Setting up and running simulations
run_elements.Rmd
library(bayesactR)
#> Loading required package: actdata
library(dplyr)
#>
#> Attaching package: 'dplyr'
#> The following objects are masked from 'package:stats':
#>
#> filter, lag
#> The following objects are masked from 'package:base':
#>
#> intersect, setdiff, setequal, union
library(actdata)
Setting up and running simulations
There are three stages to running BayesACT simulations: a setup stage, a run stage, and an analysis stage. The setup and run stages are described on this page. For more information on output and analysis, visit the results information page.

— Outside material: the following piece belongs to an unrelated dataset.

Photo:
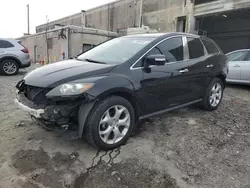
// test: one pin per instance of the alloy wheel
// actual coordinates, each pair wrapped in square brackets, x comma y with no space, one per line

Setup: Creating input files
BayesACT needs some information about actors, their relationships with one another, and the structure of their interaction. These parameters are provided to the C package via specially formatted text files. These files can be created by hand (and many examples are provided in the BayesACT C package and documentation), however, bayesactR also provides functions that generate them automatically. Automatic generation of the required input files is easier when running batches of simulations, more reproducible, and less prone to errors than manual creation.
The information needed to generate the proper input files can be divided into three types: information about individual actors, information about the actors’ initial relationships with one another, and information about the kinds of events that can occur in the simulation. Within bayesactR, this information is structured in a way that parallels that often used in social network analysis and agent based modeling. Information specific to individual actors is stored in a data frame structured like a nodelist. Information about relationships between actors is stored in a data frame structured like an edgelist. Finally, information about events is stored in a sequentially ordered data frame, and this is information is conceptually similar to algorithms that define action in agent-based models.
Actor nodelist
The actor nodelist contains information that is specific to each actor in a simulation. Specifically, we need to know which sentiment dictionaries and equations represent each actor’s understanding of the world, and (optionally) we can define parameter values that control how they manage uncertainty. bayesactR pairs with actdata to make specifying dictionaries and equations easy.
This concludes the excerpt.